Advertisement

Advertisement

The Long-term Effects of Conventional and Atypical Antipsychotics in Patients with Probable Alzheimer's disease

0

No applauses yet

It is clear to anyone who has lived with and cared for someone experiencing dementia or looking after a group of such individuals in a long-term care facility, that the issues of memory and recall are not the ones that play havoc with the individual and their caregivers, but the behavioural challenges. Not everyone with an illness causing dementia develops behavioural issues, often called BPSD (Behavioural and Psychiatric Symptoms of Dementia) but for those in whom this occurs, it might have a critical impact on the life they lead, the care they receive and the potential exposure to treatments that potentially might negatively impact their function, quality of life, place of residence or according to some studies life expectancy.

Studies done in the United States over the past decades and in parallel in Canada have been critical of the apparent ease and frequency with which residents of long term care experiencing BPSD are exposed to classes of medications called neuroleptics, which more recently have been subdivided in the older typical and the newer atypical neuroleptics or antipsychotics. It is always important to remember that these classes of medications were initially developed to address psychotic experiences and behaviours of those experiencing schizoaffective disorders in which delusions and hallucinations may be paralyzing to the individual and their introduction into care during the past decades, in series with the typicals preceding the atypicals; it has allowed the virtual emptying of the previous chronic psychiatric hospitals and has allowed many individuals living with such illnesses to manage in community dwellings with many normal aspects of life including educational and work experiences and abilities. In parallel, for many previously fractured families who have been able to re-incorporate family members with unmanageable and disruptive psychotic symptoms back into a family structure.

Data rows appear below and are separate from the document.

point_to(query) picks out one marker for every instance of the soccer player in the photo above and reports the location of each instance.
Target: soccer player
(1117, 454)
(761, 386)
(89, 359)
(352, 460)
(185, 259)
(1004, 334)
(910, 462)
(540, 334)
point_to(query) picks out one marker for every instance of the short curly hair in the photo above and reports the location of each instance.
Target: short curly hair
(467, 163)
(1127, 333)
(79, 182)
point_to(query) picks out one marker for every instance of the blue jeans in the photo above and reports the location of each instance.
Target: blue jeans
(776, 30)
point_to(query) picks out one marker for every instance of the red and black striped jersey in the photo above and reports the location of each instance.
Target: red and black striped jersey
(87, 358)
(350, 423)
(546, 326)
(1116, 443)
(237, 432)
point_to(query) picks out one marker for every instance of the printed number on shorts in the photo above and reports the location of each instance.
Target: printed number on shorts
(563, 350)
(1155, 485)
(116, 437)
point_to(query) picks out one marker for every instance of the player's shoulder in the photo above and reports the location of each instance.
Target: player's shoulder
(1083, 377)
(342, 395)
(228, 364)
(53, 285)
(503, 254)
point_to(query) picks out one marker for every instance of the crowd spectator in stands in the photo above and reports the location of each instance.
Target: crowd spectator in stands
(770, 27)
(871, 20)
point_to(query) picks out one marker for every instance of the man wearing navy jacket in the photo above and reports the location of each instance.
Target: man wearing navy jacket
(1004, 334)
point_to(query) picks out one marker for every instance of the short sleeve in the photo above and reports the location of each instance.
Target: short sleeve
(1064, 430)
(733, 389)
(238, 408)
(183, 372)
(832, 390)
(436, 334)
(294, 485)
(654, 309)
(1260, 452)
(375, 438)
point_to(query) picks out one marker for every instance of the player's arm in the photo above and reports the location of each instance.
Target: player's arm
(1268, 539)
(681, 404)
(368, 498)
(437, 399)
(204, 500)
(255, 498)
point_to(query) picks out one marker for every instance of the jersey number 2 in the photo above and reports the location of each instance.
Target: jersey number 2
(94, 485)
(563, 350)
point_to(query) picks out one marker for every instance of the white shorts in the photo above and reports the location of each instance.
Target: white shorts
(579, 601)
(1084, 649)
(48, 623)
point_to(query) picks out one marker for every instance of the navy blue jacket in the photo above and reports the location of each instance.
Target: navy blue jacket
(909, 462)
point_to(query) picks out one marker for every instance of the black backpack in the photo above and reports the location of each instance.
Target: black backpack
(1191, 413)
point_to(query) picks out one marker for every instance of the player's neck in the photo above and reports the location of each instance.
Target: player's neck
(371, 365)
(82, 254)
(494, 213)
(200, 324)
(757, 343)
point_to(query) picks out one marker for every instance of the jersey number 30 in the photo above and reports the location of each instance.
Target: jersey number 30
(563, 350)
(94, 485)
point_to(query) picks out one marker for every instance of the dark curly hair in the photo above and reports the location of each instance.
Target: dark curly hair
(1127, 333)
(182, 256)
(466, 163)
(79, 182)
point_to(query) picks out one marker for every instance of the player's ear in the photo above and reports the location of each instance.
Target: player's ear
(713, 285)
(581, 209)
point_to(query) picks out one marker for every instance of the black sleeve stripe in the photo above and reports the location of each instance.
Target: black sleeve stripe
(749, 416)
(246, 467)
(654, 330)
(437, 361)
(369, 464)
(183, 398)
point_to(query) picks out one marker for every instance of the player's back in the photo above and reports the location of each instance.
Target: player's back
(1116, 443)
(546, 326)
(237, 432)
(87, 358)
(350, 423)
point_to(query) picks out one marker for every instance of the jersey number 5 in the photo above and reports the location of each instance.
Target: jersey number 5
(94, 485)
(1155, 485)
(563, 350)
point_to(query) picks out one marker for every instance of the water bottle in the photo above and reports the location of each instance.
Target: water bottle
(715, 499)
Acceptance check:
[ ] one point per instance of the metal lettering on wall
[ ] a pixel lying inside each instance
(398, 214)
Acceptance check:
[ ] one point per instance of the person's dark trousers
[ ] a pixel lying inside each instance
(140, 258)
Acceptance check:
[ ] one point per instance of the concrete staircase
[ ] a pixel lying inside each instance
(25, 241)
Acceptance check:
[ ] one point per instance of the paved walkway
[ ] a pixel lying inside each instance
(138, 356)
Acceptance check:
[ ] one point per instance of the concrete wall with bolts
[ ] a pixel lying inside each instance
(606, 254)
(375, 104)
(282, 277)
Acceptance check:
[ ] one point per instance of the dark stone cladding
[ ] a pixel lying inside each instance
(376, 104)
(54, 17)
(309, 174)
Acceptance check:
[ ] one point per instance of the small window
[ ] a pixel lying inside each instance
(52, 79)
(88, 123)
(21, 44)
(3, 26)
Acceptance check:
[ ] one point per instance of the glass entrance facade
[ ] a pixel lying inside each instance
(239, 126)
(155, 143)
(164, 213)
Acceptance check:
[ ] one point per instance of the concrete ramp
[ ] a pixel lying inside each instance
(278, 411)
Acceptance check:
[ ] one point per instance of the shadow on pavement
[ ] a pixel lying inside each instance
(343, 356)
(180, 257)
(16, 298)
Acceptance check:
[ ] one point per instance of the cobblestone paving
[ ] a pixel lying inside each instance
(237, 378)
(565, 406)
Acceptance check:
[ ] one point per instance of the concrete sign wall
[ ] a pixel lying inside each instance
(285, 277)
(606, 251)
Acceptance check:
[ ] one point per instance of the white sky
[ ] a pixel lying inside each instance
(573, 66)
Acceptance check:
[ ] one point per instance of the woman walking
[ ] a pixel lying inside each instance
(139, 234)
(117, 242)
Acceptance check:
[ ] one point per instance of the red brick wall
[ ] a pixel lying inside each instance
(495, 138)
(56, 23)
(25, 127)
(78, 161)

Almost as an after-thought, the use of these medications in older individuals who were experiencing symptoms similar to those of younger people with clear mental health, schizophrenic-type syndromes. These individuals were found to benefit from these medications in terms of the BPSD which often had some of the similar characteristics, at least on the surface of delusions and hallucinations which often affected their ability to live in community settings at sometimes forced those in some congregate community dwellings to be discharged because of what was interpreted as disruptive behaviour. With the apparent increased exposure to such medications, many of the products obtained negative reputations as did the long-term care facilities that seemed to use them excessively. With some initial studies it appeared that first the atypical medications appeared to be associated with excessive mortality profiles, mostly due to cardiologic disorders and then on closer scrutiny the typicals appeared to have the same negative side-effect profile. (http://www.nejm.org/doi/full/10.1056/NEJMoa052827)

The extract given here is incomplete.